Physical Examination

Common physical examination findings of Hodgkin's lymphoma include fever, pruritus, petechiae, jaundice, chest tenderness, wheeze, superior vena cava syndrome, abdominal tenderness, hepatomegaly, splenomegaly, fracture, peripheral lymphadenopathy, and central lymphadenopathy.

Laboratory Findings

Laboratory tests for Hodgkin's lymphoma include complete blood count (CBC), blood chemistry studies, HIV blood test, immunohistochemistry, erythrocyte sedimentation rate, and immunophenotyping.

X Ray Findings

Chest, spine, pelvic, and long bone x rays may be helpful in the diagnosis of Hodgkin's lymphoma.

CT

Chest, abdomen, and pelvis CT scans may be helpful in the diagnosis of Hodgkin's lymphoma.

MRI

Chest, abdomen, and pelvic MRI scans may be helpful in the diagnosis of Hodgkin's lymphoma.

Ultrasound

On ultrasound, Hodgkin's lymphoma is characterized by hepatomegaly and splenomegaly.

Biopsy

Lymph node or extranodal tissue biopsy is diagnostic of Hodgkin's lymphoma.

Other Imaging Findings

Chest, abdomen, and pelvis PET scans may be helpful in the diagnosis of Hodgkin's lymphoma.

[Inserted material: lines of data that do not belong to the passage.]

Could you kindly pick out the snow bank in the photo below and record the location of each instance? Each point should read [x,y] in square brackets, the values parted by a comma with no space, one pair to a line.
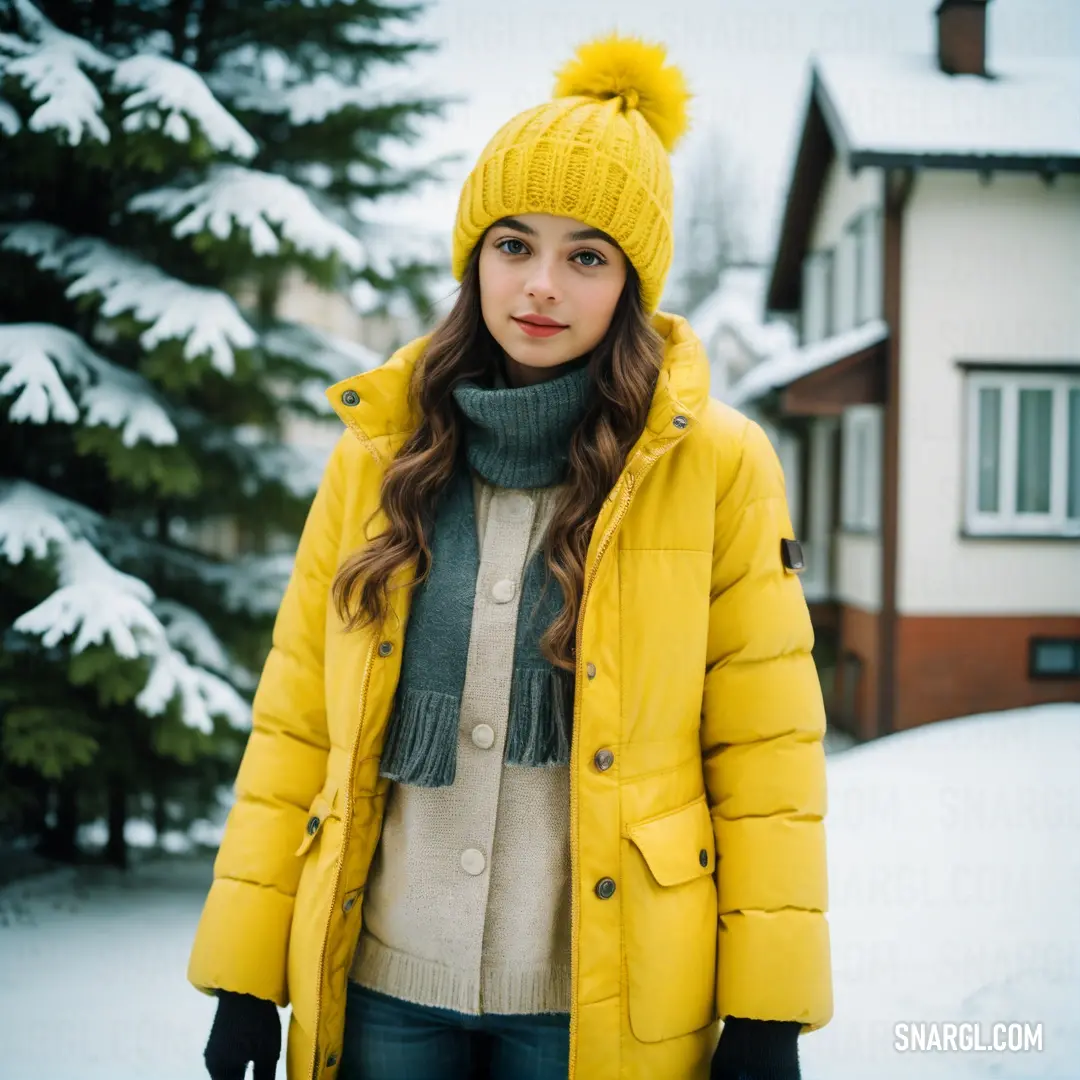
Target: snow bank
[954,855]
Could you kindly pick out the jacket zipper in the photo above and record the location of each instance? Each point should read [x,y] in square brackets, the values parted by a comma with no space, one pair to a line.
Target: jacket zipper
[347,824]
[624,502]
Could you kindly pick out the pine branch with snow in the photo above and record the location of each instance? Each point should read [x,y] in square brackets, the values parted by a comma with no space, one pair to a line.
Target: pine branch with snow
[166,165]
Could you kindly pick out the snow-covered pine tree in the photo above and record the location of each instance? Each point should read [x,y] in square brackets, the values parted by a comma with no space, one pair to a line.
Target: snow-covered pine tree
[159,158]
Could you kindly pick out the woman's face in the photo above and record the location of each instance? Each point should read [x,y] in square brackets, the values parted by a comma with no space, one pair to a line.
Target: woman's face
[547,268]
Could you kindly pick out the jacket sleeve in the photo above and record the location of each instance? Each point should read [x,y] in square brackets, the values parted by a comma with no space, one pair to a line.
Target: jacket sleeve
[243,933]
[763,725]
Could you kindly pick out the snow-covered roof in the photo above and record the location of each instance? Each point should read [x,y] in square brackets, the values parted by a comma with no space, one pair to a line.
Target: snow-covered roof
[739,302]
[785,367]
[907,106]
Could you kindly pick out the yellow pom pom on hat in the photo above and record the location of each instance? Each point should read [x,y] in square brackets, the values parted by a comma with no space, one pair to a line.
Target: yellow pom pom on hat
[597,152]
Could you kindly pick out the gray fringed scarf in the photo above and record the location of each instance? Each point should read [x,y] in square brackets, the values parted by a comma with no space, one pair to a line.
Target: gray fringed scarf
[515,437]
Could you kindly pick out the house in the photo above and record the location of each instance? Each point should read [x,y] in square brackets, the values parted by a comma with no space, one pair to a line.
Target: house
[930,412]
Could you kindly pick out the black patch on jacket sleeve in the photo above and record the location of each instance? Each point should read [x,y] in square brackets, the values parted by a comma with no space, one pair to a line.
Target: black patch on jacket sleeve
[791,555]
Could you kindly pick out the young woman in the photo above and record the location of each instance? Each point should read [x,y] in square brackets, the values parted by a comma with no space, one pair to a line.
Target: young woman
[535,787]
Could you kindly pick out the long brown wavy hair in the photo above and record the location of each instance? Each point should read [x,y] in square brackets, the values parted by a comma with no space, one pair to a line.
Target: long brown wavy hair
[623,369]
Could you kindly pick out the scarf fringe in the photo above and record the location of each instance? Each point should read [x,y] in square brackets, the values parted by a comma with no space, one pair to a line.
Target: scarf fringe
[421,740]
[541,710]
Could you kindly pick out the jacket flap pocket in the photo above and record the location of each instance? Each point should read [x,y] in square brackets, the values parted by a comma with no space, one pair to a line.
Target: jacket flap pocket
[678,846]
[322,807]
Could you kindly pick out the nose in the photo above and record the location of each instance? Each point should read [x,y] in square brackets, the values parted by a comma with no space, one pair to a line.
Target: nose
[541,281]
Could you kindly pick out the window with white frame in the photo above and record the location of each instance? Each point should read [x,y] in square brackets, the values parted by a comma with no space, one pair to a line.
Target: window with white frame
[869,269]
[861,454]
[845,281]
[1023,475]
[817,296]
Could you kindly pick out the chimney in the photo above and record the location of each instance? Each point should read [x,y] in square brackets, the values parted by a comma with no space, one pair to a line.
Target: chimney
[961,37]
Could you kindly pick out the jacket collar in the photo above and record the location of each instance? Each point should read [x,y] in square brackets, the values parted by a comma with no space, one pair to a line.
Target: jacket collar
[375,404]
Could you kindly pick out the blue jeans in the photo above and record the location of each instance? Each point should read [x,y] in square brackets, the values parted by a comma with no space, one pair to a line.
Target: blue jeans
[389,1039]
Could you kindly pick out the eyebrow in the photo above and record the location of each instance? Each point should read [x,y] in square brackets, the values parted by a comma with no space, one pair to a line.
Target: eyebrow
[513,223]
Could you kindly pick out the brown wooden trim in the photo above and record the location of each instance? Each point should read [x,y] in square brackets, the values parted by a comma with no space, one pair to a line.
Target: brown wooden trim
[898,189]
[859,379]
[812,159]
[824,615]
[959,665]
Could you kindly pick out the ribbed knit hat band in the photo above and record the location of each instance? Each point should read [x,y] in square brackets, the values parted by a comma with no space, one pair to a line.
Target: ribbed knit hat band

In some cases a Gallium Scan may be used instead of a PET scan.

Other Diagnostic Studies

Other diagnostic studies for the diagnosis of Hodgkin's lymphoma include bone marrow biopsy, bone scan, lymphangiogram, or laparotomy.

Treatment

Medical Therapy

The optimal therapy for Hodgkin's lymphoma depends on the stage at diagnosis, age, type, and size of tumor. The predominant therapy for Hodgkin's lymphoma is chemotherapy. Adjunctive radiation therapy and stem cell transplant may be required.

Surgery

Surgical intervention is not recommended for the management of Hodgkin's lymphoma.

References

  1. 1.0 1.1 1.2 1.3 "National Caner Institute Childhood Hodgkin Lymphoma Treatment".
  2. Biggar RJ, Jaffe ES, Goedert JJ, Chaturvedi A, Pfeiffer R, Engels EA (2006). "Hodgkin lymphoma and immunodeficiency in persons with HIV/AIDS". Blood. 108 (12): 3786–91. doi:10.1182/blood-2006-05-024109. PMID 16917006.
  3. Biggar RJ, Jaffe ES, Goedert JJ, Chaturvedi A, Pfeiffer R, Engels EA (2006). "Hodgkin lymphoma and immunodeficiency in persons with HIV/AIDS". Blood. 108 (12): 3786–91. doi:10.1182/blood-2006-05-024109. PMID 16917006.